Há muito tempo atrás, os sinos de Ponte de Lima, uma antiga vila portuguesa começaram a dobrar, tristes e lentos pela morte de um célebre escrivão. Pelas reações da população que progressivamente ia recebendo a notícia, era claro que esta morte não era motivo para lamentações, pois o escrivão não era exatamente um modelo de virtude ou honestidade, tendo lesado muitas famílias. Sabia-se que o morto falsificava documentos e aceitava subornos, os quais guardava numa arca escondida no sótão de sua casa.
Era do consenso geral que sua alma não tinha salvação e duvidava-se que ele teria sequer direito a um enterro cristão. Mas, antes de fechar os olhos, o escrivão quis comprar a consideração e o desgosto dos seus conterrâneos, fingindo-se arrependido dos seus atos condenáveis, comungando e recebendo a extrema-unção das mãos ingénuas de um sacerdote. A falsidade desta atitude, todavia, não convenceu e comoveu ninguém.

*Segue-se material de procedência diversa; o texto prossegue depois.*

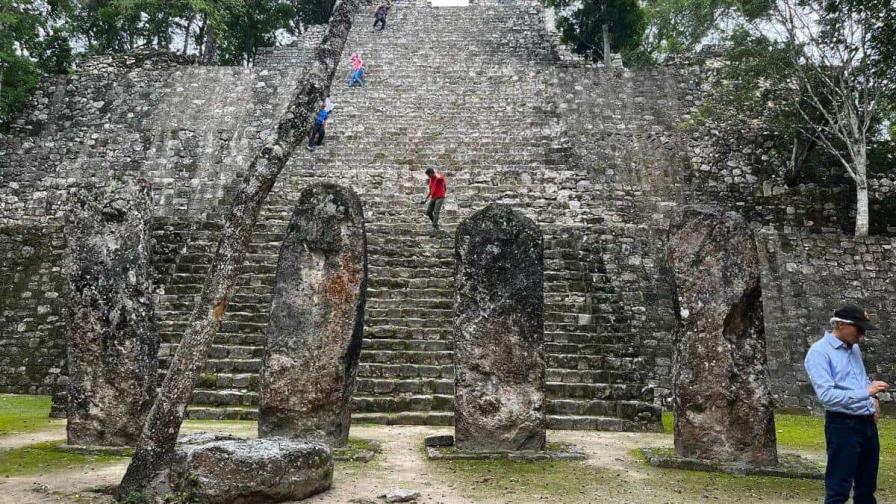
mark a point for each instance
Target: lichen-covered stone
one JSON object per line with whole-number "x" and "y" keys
{"x": 499, "y": 332}
{"x": 246, "y": 471}
{"x": 110, "y": 332}
{"x": 722, "y": 402}
{"x": 317, "y": 315}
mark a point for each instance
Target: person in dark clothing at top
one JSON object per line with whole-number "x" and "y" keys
{"x": 320, "y": 124}
{"x": 380, "y": 15}
{"x": 436, "y": 197}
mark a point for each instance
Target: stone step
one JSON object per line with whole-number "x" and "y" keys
{"x": 373, "y": 345}
{"x": 405, "y": 418}
{"x": 407, "y": 357}
{"x": 215, "y": 412}
{"x": 405, "y": 371}
{"x": 402, "y": 403}
{"x": 599, "y": 423}
{"x": 373, "y": 386}
{"x": 399, "y": 332}
{"x": 608, "y": 392}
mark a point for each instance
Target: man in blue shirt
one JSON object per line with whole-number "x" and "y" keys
{"x": 320, "y": 125}
{"x": 835, "y": 367}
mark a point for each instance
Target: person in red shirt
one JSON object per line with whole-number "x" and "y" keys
{"x": 436, "y": 197}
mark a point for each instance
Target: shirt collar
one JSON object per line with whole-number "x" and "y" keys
{"x": 834, "y": 341}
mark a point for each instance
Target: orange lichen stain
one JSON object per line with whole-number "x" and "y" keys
{"x": 218, "y": 310}
{"x": 339, "y": 286}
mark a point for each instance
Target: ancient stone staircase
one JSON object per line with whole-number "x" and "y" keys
{"x": 463, "y": 89}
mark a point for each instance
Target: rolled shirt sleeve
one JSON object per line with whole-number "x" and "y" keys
{"x": 834, "y": 398}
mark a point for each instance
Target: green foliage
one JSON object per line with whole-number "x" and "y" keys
{"x": 22, "y": 25}
{"x": 19, "y": 413}
{"x": 581, "y": 24}
{"x": 679, "y": 26}
{"x": 250, "y": 25}
{"x": 310, "y": 12}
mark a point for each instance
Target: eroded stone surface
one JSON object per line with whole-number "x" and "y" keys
{"x": 243, "y": 471}
{"x": 499, "y": 332}
{"x": 722, "y": 402}
{"x": 317, "y": 314}
{"x": 110, "y": 332}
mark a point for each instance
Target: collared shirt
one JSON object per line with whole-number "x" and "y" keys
{"x": 838, "y": 376}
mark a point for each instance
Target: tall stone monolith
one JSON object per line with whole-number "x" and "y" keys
{"x": 111, "y": 336}
{"x": 499, "y": 332}
{"x": 317, "y": 320}
{"x": 722, "y": 402}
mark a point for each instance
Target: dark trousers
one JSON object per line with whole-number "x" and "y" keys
{"x": 433, "y": 211}
{"x": 853, "y": 457}
{"x": 317, "y": 133}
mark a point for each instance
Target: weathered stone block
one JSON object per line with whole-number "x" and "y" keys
{"x": 499, "y": 332}
{"x": 110, "y": 332}
{"x": 247, "y": 471}
{"x": 722, "y": 403}
{"x": 317, "y": 319}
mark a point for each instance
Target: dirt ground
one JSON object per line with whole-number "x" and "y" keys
{"x": 620, "y": 475}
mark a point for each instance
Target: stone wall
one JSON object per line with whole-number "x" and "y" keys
{"x": 596, "y": 156}
{"x": 633, "y": 131}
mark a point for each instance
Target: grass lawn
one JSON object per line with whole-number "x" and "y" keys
{"x": 45, "y": 457}
{"x": 574, "y": 482}
{"x": 20, "y": 413}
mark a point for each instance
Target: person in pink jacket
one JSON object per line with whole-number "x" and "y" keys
{"x": 357, "y": 75}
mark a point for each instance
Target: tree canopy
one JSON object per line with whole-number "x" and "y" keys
{"x": 45, "y": 36}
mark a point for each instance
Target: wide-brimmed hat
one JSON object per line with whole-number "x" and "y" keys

O cangalheiro não lhe forneceu o caixão, nem o coveiro se dispôs a abrir-lhe a sepultura. Apenas os frades franciscanos do Convento de Santo António tiveram a piedade de dar-lhe um enterro cristão, recolhendo-lhe o corpo, entre círios devotos, no chão de uma das capelas da igreja, colocando-lhe, por cima, o peso de uma laje funerária. Após a cerimónia simples, os bons dos frades regressaram à humildade das celas, para as orações e o sono.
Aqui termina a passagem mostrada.